Und wissen Sie, das ist nicht so weit hergeholt, glaube ich. Ich bin einfach in einem eher gemeinschaftlichen Umfeld mit einer sehr großen Familie aufgewachsen. Und ich weiß, dass es wichtig ist, Menschen zusammenzubringen, um andere Perspektiven kennenzulernen, als vielleicht nur die der Eltern, und um ein vielseitiger Mensch zu werden. Und ich denke einfach, ich glaube nicht, dass Gebäude die Antwort auf die Probleme der Welt sind, aber ich glaube, dass das Leben in einem solchen Raum geistigen Freiraum freisetzt oder den geistigen Raum verändert, wenn man gesundes Essen isst, Sonnenlicht spürt, mit Pflanzen verbunden ist, mit der Gemeinschaft verbunden ist. Und hoffentlich führt das dazu, dass freundliche Menschen Gutes tun.

[00:43:23] Jackie De Burca: Ja. Wunderbar. Ich denke, es ist wie das, was ich zuvor erwähnt habe. Wir haben zwar unseren modernen Komfort und erkennen, dass wir alles mit viel weniger Energie machen müssen, aber dennoch vernetzt sein und einige der alten Methoden wieder aufnehmen müssen, wissen Sie, wo wir eigentlich sind. Diese Kinder wissen, woher das Essen kommt. Leider denken viele von ihnen heutzutage in verschiedenen Ländern, dass es nur aus dem Supermarkt kommt.

[00:43:46] Josh Holleb: Ja, ich meine, ich würde es vorziehen, wenn die Kinder einfach rausgehen und sich ein paar Zuckerschoten holen würden, anstatt eine Tüte Chips. Ich meine, ich würde das auch lieber tun, als ich es tue, weil ich weiß, dass es gut für mich wäre.

[00:43:57] Jackie De Burca: Hör zu, es war wirklich sehr, sehr interessant. Josh, möchtest du noch ein paar letzte Worte oder etwas hinzufügen?

[00:44:04] Josh Holleb: Wir sagen jedem, egal ob er bei uns bei Ceres arbeitet oder nicht, dass er sich Zeit nehmen soll, um zu überlegen, was er mit einer gebauten Struktur erreichen möchte. Wir denken anlagenspezifisch, also sollte man sich die Zeit nehmen und etwas mehr Geld in den Designprozess investieren, um sicherzustellen, dass das Gebäude das tut, was man möchte. Denn wir sehen zu oft Leute, die 75 % des Geldes ausgeben, das sie eigentlich hätten ausgeben sollen, aber dann haben sie eine Struktur, die nicht das tut, was sie wollen. Das Geld ist also irgendwie verloren.

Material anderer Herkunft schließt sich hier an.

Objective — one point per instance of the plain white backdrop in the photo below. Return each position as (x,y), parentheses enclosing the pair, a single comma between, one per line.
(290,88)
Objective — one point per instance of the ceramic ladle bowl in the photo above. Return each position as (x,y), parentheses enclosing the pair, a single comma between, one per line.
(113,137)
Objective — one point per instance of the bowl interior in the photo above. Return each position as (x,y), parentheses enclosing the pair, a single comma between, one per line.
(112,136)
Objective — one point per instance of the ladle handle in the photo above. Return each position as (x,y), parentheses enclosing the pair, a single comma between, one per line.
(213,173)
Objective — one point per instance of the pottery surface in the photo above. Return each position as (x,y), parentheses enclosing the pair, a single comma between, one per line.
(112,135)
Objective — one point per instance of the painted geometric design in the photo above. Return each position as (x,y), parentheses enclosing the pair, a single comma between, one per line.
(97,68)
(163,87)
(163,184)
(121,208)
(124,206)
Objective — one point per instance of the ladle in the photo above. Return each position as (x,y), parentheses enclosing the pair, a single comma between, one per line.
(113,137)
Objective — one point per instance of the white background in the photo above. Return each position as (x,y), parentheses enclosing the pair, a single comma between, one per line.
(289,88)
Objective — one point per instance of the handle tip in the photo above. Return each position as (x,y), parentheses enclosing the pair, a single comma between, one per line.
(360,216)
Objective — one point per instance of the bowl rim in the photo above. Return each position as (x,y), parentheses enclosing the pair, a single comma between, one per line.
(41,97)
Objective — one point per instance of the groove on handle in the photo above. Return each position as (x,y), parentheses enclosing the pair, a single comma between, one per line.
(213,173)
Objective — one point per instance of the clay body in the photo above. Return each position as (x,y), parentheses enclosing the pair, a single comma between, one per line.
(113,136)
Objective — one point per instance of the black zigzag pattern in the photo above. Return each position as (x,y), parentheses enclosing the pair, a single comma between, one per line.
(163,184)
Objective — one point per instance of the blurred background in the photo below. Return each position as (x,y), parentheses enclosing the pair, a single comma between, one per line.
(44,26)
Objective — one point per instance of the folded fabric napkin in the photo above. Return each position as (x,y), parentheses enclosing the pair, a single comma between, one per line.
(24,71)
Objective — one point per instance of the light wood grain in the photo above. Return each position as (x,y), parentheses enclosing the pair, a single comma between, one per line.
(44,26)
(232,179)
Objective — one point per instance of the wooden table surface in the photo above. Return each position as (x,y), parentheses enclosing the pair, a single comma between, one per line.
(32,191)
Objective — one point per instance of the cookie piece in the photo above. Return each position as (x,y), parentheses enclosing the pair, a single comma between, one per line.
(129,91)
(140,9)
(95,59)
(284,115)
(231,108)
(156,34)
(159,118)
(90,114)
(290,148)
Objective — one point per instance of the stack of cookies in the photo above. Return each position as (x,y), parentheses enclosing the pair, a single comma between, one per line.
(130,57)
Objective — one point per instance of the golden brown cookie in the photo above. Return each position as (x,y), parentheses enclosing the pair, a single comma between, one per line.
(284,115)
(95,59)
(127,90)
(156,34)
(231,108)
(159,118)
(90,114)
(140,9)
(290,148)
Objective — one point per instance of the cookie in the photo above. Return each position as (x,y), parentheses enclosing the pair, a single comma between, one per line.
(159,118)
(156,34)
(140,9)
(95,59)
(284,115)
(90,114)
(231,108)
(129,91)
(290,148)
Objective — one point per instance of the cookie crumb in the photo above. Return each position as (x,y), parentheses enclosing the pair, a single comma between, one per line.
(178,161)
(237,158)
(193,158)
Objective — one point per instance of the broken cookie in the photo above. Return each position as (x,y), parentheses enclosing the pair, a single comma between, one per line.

Für uns ist das Design eine wirklich große Sache, denn wir wollen sicherstellen, dass es so funktioniert, wie es soll.

[00:44:48] Jackie De Burca: Konstruktive Stimmen. Fantastisch. Das macht sehr viel Sinn. Toller Rat, Josh. Vielen Dank. Es war absolut brillant.

[00:44:55] Josh Holleb: Okay. Danke. Es war mir ein Vergnügen.